Designing Parameter and Compute Efficient Diffusion Transformers using Distillation
Vignesh Sundaresha
TL;DR
This work addresses the challenge of deploying diffusion transformers (DiTs) on edge devices by applying knowledge distillation to create parameter- and compute-efficient DiTs (DiT-Nano). It develops design principles for sizing DiTs (depth, width, and heads) and introduces two distillation schemes, Teaching Assistant (TA) and Multi-In-One (MI1), with a practical emphasis on one-step diffusion and offline teacher signals.
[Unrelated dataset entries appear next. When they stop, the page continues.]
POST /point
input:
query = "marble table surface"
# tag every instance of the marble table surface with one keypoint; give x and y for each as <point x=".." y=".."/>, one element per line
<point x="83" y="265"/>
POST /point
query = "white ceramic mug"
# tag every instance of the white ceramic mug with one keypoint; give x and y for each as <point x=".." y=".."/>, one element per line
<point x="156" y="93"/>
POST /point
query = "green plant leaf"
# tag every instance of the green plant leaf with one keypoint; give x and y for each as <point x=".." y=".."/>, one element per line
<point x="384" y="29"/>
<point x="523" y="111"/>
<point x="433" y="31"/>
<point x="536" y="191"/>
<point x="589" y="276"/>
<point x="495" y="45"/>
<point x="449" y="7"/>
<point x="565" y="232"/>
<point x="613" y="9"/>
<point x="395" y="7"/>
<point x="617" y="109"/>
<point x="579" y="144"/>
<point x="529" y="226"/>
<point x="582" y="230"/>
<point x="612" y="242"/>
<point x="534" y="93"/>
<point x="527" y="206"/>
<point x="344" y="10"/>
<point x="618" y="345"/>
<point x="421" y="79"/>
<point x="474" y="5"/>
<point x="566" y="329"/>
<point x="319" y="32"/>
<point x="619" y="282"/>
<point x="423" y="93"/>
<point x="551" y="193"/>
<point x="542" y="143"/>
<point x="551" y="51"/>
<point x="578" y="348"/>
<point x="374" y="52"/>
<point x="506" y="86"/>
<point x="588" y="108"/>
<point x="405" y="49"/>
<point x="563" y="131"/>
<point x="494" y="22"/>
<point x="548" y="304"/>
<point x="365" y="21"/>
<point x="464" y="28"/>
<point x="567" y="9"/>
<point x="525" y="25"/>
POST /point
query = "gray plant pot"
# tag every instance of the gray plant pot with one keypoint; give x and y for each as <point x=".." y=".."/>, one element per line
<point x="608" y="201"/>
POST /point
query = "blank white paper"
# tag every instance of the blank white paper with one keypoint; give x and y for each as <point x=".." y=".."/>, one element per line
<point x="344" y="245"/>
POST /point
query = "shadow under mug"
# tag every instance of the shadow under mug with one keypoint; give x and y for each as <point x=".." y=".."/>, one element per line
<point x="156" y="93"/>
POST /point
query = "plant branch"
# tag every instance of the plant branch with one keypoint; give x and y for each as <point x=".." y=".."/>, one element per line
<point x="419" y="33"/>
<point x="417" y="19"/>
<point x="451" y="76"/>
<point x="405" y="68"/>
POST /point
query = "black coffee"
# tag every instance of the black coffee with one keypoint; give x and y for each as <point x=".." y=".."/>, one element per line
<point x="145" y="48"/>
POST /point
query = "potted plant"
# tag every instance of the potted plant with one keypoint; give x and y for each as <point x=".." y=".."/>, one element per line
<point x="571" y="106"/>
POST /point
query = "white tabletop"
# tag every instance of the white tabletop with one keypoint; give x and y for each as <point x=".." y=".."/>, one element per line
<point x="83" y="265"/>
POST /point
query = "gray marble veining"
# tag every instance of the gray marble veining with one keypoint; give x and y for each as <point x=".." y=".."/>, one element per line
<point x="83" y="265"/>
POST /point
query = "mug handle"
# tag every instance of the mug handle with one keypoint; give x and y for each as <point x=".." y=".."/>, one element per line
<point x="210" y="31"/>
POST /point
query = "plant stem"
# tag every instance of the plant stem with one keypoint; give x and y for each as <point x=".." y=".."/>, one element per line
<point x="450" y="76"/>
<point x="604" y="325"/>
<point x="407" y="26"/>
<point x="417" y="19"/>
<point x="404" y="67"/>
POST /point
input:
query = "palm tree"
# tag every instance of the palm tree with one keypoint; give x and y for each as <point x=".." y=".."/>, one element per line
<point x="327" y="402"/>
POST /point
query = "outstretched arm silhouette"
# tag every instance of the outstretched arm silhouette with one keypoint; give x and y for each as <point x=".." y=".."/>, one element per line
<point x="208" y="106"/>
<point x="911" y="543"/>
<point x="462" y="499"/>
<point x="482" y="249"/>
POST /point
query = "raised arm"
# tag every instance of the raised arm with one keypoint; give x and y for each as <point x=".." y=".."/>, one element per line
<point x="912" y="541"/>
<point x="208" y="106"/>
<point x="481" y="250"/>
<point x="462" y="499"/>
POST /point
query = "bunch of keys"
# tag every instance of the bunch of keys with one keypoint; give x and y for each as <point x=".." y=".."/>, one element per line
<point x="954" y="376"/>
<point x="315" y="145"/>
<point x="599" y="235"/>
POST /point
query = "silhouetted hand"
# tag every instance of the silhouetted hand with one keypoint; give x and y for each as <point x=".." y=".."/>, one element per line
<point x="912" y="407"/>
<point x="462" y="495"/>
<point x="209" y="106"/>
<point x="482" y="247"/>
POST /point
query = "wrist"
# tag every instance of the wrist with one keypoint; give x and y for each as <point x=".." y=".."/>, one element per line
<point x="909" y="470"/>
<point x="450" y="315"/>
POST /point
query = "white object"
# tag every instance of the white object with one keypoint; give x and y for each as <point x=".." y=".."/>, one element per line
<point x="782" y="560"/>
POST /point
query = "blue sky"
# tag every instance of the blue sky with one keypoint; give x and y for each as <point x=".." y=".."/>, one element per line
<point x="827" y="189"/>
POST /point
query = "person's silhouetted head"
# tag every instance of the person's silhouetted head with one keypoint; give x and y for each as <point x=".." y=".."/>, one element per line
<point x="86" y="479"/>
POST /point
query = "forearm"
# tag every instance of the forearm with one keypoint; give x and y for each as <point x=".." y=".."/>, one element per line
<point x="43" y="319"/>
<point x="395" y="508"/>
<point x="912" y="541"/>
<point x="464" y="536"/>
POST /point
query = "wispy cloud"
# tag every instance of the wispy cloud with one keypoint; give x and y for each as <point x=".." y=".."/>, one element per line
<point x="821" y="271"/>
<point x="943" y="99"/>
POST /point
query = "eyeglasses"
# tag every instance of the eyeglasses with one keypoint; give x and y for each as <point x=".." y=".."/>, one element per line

Empirical results on CIFAR-10 demonstrate that LPIPS-based GET distillation yields strong performance, with a favorable trade-off between model size, image quality (FID), and latency on edge hardware, outperforming a SOTA diffusion-distillation baseline in several metrics. The findings offer actionable guidelines for edge-ready diffusion models and point to future work on analytic justifications and broader design-space exploration for real-world applications.
Abstract
Diffusion Transformers (DiTs) with billions of model parameters form the backbone of popular image and video generation models like DALL.E, Stable-Diffusion and SORA. Though these models are necessary in many low-latency applications like Augmented/Virtual Reality, they cannot be deployed on resource-constrained Edge devices (like Apple Vision Pro or Meta Ray-Ban glasses) due to their huge computational complexity. To overcome this, we turn to knowledge distillation and perform a thorough design-space exploration to achieve the best DiT for a given parameter size. In particular, we provide principles for how to choose design knobs such as depth, width, attention heads and distillation setup for a DiT. During the process, a three-way trade-off emerges between model performance, size and speed that is crucial for Edge implementation of diffusion. We also propose two distillation approaches - Teaching Assistant (TA) method and Multi-In-One (MI1) method - to perform feature distillation in the DiT context. Unlike existing solutions, we demonstrate and benchmark the efficacy of our approaches on practical Edge devices such as NVIDIA Jetson Orin Nano.